The results of our study indicate that duloxetine has statistically significant, moderate benefits on pain and function in knee OA patients for up to 3 months. The effect sizes observed for pain and functional improvement were comparable to those reported for prescription doses of NSAIDs for knee OA [29]. Despite the potential benefits of duloxetine, reported incidences of GIAE were three to four times higher in participants with both knee and hand OA who received the intervention versus placebo.

Our results are consistent with previous meta-analyses of duloxetine in knee OA, despite the addition of two new RCTs [30,31]. Previous meta-analyses have reported statistically significant benefits of the drug on pain and function, with statistically significantly higher incidences of TEAEs and DAEs.

Interestingly, the results of our study on depression are also consistent with the most recent meta-analyses that compared duloxetine with other antidepressants [32,33]. The authors of a 2012 Cochrane review concluded that duloxetine was not an appropriate first line treatment for major depressive disorder due to its unfavorable adverse event profile and high cost. Duloxetine was not highly ranked with regard to efficacy in mitigating depressive symptoms in either review, and both reviews highlighted its high potential for adverse GI side effects. Our study showed that while duloxetine demonstrated moderate and significant benefits on knee OA symptoms over the course of 13 weeks, the observed effect sizes were not superior to those that are observed in meta-analyses of conventional treatments such as NSAIDs. Additionally, the adverse event profile was similar to that of NSAIDs, particularly with regard to disproportionately more DAE in the intervention group and the incidence of GIAE. It is important to note; however, that the most commonly reported GIAEs among duloxetine users were minor and transient and included nausea, constipation, and decreased appetite. Longer term safety data are required to determine whether duloxetine could be a viable alternative to NSAIDs with regard to the reduction of risk for serious GIAEs such as intestinal bleeding and ulceration [34].

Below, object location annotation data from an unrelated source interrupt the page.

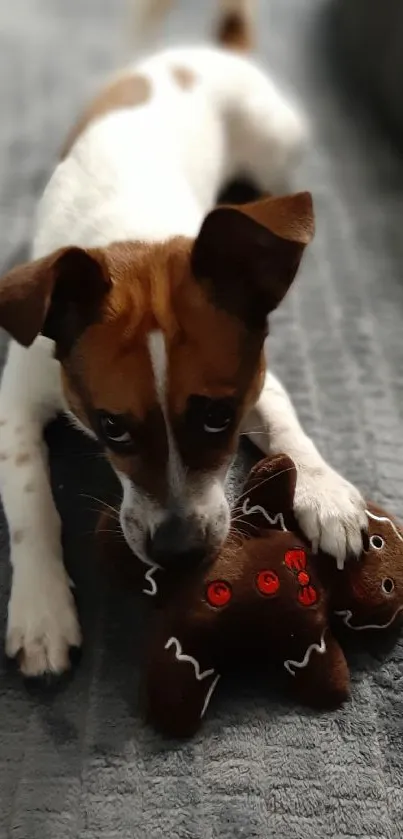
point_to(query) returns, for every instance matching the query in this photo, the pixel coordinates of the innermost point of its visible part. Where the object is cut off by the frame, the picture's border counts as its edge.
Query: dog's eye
(218, 416)
(377, 542)
(114, 430)
(210, 416)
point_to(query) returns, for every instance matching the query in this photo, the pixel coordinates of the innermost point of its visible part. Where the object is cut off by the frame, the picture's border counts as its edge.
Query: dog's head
(160, 346)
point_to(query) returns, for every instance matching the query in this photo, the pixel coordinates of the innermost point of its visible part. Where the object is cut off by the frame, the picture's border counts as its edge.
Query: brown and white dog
(143, 315)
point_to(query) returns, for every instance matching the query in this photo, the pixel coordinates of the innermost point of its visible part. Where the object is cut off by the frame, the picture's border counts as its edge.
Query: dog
(143, 316)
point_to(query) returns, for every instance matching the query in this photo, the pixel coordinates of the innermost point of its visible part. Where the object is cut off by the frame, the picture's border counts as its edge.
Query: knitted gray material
(79, 761)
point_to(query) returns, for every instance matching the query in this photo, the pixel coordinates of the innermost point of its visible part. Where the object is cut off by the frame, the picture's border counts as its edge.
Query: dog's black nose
(176, 541)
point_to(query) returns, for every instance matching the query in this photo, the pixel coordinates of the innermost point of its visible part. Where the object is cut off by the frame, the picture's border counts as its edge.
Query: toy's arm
(180, 681)
(320, 674)
(329, 510)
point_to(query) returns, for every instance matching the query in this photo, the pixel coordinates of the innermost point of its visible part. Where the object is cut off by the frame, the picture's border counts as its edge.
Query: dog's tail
(234, 27)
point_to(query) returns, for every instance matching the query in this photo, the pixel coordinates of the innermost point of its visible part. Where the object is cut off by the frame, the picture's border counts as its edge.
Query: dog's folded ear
(248, 255)
(58, 295)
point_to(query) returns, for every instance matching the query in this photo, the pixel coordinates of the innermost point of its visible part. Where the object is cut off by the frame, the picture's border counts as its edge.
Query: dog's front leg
(329, 509)
(42, 620)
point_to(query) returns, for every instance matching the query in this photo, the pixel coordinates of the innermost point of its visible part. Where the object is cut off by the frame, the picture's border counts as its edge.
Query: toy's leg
(330, 511)
(42, 620)
(180, 678)
(320, 676)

Duloxetine demonstrated significant beneficial effects on quality of life in knee OA patients. A recent cost-utility analysis highlighted the specific benefits of duloxetine on quality of life and as such, ranked it more favorably than NSAIDs and opioid medications; these results were particularly applicable to patients who are more susceptible to NSAID-specific adverse events [35]. Despite the specific intention of duloxetine to act on depressive symptoms, use of the drug did not result in statistically significant improvement of symptoms of depression in any of the included RCTs in OA patients. The reason for this may be that in most of the included RCTs, individuals with psychiatric disorders or major depressive disorders were excluded.

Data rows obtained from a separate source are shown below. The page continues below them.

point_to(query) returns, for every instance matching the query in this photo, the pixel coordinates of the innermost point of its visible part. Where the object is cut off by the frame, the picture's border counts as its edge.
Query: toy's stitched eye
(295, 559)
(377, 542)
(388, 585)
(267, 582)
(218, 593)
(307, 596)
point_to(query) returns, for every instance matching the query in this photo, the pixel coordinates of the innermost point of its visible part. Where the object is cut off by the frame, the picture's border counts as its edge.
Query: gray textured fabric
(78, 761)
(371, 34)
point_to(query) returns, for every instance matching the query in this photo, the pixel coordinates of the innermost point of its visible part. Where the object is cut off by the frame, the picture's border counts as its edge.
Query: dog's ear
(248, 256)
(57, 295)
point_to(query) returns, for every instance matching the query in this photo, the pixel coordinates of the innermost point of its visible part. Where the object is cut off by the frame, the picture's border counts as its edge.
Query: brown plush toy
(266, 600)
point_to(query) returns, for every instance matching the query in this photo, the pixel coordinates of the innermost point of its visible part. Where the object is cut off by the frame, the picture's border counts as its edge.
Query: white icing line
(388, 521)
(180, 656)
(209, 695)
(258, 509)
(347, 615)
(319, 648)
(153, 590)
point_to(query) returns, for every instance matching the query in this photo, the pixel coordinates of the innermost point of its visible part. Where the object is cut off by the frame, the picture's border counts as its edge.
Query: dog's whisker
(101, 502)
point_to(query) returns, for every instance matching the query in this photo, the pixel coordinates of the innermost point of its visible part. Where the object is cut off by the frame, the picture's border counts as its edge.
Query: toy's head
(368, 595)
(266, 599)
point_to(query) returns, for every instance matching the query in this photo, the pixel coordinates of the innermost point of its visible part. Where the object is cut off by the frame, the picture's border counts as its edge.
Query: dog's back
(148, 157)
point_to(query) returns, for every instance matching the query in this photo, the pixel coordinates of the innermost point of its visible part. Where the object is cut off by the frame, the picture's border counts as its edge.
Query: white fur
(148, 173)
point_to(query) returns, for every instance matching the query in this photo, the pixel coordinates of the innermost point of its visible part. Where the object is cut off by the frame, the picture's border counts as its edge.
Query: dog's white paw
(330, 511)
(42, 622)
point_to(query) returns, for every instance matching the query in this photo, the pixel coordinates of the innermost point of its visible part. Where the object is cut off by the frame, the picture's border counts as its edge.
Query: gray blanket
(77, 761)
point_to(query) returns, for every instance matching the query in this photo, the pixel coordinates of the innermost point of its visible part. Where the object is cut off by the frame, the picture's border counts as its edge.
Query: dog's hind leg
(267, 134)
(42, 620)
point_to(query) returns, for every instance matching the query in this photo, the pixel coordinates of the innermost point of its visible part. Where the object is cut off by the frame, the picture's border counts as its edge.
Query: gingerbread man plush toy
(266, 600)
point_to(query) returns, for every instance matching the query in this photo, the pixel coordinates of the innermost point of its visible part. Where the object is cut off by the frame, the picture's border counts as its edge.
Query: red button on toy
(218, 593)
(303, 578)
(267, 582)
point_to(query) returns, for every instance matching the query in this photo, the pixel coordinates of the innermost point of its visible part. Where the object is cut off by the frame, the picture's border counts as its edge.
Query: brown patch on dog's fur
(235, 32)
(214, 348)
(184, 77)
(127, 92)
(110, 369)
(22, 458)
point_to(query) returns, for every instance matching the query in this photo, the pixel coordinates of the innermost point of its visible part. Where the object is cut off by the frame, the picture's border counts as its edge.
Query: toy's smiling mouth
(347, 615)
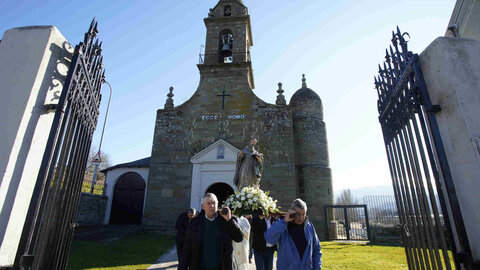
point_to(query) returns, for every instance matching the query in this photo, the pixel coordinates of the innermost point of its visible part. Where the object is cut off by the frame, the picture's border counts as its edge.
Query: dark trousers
(179, 249)
(264, 259)
(250, 251)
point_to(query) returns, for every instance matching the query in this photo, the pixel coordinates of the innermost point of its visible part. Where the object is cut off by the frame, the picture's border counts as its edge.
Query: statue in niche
(249, 167)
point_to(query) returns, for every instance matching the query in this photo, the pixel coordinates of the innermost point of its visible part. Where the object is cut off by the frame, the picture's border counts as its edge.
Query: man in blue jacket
(298, 244)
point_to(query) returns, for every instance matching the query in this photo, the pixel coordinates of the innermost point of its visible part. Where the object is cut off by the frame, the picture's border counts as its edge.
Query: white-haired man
(298, 244)
(208, 241)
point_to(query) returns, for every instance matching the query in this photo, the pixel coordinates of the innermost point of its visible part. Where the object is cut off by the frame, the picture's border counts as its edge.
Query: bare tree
(103, 165)
(346, 198)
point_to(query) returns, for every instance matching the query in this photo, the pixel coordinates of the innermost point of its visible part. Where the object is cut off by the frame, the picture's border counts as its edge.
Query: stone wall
(91, 209)
(451, 67)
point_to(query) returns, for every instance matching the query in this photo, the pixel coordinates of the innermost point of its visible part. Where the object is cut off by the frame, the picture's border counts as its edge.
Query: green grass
(362, 257)
(141, 251)
(135, 252)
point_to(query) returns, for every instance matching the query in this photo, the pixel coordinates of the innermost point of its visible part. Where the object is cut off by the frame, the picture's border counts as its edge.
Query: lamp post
(97, 160)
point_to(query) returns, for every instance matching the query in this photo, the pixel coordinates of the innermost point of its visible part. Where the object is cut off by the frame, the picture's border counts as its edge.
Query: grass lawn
(362, 257)
(135, 252)
(140, 251)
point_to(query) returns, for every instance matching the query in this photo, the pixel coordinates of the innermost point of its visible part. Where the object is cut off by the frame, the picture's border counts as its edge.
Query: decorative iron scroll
(48, 230)
(418, 164)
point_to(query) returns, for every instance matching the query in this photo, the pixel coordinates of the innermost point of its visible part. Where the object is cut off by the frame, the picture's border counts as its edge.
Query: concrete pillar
(451, 67)
(33, 65)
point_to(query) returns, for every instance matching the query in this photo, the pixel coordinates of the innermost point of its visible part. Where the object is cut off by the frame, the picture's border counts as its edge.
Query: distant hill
(359, 193)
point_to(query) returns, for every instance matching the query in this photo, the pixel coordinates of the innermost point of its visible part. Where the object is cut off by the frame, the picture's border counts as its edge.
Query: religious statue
(249, 166)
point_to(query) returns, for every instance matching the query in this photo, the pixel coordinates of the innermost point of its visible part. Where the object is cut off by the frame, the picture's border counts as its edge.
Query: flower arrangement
(251, 200)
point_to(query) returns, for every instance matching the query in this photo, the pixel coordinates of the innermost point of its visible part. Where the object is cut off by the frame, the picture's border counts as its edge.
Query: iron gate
(418, 164)
(347, 222)
(48, 229)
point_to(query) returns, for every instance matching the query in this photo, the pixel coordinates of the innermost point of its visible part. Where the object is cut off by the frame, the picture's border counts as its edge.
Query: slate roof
(141, 163)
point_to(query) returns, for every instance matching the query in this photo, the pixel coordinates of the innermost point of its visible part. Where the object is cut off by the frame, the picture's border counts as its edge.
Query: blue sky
(149, 46)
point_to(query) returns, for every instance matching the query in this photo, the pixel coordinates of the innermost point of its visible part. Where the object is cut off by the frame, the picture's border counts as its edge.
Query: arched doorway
(128, 197)
(221, 190)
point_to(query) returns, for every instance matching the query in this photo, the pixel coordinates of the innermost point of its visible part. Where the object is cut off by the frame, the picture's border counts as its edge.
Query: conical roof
(304, 93)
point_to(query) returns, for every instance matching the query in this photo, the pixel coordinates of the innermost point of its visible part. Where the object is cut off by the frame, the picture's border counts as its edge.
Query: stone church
(195, 144)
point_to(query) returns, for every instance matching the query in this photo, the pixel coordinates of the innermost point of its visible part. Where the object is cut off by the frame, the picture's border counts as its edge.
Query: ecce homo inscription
(218, 117)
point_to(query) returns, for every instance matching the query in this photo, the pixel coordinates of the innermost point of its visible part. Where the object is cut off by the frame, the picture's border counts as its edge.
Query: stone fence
(91, 209)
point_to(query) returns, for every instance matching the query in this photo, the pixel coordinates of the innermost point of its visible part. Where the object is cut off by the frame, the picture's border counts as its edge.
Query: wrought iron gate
(418, 164)
(347, 222)
(48, 229)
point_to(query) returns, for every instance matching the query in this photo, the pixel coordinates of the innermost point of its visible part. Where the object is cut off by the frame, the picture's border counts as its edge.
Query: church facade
(195, 144)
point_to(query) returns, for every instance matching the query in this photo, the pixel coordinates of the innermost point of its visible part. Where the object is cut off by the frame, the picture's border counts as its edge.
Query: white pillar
(33, 64)
(451, 67)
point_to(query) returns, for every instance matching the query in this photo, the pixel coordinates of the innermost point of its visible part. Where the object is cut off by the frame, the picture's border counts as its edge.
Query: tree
(91, 167)
(346, 198)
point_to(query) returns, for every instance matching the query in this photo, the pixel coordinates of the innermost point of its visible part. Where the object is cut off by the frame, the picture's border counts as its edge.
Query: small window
(221, 152)
(227, 11)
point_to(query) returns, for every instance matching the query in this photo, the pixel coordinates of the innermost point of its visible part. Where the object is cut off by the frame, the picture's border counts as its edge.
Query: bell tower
(228, 42)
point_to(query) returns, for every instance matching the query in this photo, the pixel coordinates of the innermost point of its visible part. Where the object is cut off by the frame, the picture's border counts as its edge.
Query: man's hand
(287, 215)
(228, 215)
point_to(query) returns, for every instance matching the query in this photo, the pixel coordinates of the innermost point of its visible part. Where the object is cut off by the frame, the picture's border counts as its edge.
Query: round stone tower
(313, 174)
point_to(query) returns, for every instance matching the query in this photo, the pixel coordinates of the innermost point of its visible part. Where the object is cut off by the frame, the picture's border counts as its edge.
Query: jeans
(264, 259)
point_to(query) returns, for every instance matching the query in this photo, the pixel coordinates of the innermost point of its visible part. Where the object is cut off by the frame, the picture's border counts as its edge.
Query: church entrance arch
(128, 198)
(222, 191)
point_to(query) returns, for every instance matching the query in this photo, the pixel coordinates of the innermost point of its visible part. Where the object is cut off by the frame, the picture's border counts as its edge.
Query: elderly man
(182, 223)
(298, 245)
(208, 241)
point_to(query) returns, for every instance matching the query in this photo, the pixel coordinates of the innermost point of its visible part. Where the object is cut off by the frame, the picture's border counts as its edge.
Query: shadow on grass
(135, 251)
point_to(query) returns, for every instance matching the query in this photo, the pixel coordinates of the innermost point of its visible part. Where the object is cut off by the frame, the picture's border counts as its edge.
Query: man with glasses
(296, 239)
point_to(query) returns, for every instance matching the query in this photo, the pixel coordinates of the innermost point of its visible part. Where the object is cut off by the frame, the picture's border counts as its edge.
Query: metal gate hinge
(433, 108)
(50, 107)
(26, 260)
(407, 232)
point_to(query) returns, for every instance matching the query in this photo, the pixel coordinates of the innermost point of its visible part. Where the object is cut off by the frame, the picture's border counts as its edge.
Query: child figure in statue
(249, 166)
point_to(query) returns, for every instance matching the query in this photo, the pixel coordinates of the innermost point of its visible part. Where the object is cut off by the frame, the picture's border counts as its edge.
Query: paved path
(169, 261)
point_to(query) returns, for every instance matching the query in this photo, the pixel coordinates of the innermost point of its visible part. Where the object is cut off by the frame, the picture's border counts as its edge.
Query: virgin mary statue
(249, 166)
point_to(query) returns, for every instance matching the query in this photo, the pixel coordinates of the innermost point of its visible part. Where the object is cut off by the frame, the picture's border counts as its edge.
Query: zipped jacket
(191, 253)
(287, 254)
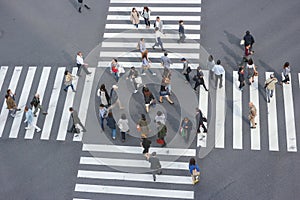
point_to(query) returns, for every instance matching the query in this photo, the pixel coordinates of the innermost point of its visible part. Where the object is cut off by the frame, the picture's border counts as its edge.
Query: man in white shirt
(81, 64)
(218, 71)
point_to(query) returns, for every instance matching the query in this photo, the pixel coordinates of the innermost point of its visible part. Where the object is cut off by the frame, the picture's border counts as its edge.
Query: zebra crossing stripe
(63, 126)
(53, 103)
(255, 133)
(289, 117)
(22, 102)
(237, 132)
(272, 120)
(12, 85)
(41, 91)
(136, 191)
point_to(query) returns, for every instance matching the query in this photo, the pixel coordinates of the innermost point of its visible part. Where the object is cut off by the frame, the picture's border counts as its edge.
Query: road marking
(22, 103)
(53, 103)
(63, 126)
(12, 85)
(237, 120)
(136, 191)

Quality assessment and the results of our meta-analysis of DAE suggest a potential for bias due to differential rates of DAE. A methodological analysis of duloxetine trials in chronic pain populations highlighted differential DAE rates in participants receiving the drug and concluded that imputation methods using the last observation carried forward (LOCF) method could inflate the observed treatment effect of duloxetine in clinical trials [20]. We acknowledge that such bias may have impacted the results of our study, with the overall effect sizes for pain and function being potentially biased in favor of duloxetine.

CONCLUSIONS

The results of our study indicate that duloxetine may be an effective treatment option for individuals with OA, but that use of the drug is associated with a significantly higher risk of adverse events. Patient preferences, cost considerations, and clinicians’ judgment must be taken into account before the initiation of a duloxetine regimen. Future RCTs should be conducted in patients who have concomitant OA and depression to assess the specific benefits of duloxetine in these populations, and to address the real-world scenario in which duloxetine may be a more favorable option. Studies focused on the safety of long-term use of the drug should also be conducted, to assess its eligibility as an alternative to conventional treatments that are associated with a risk of SAEs with long-term use.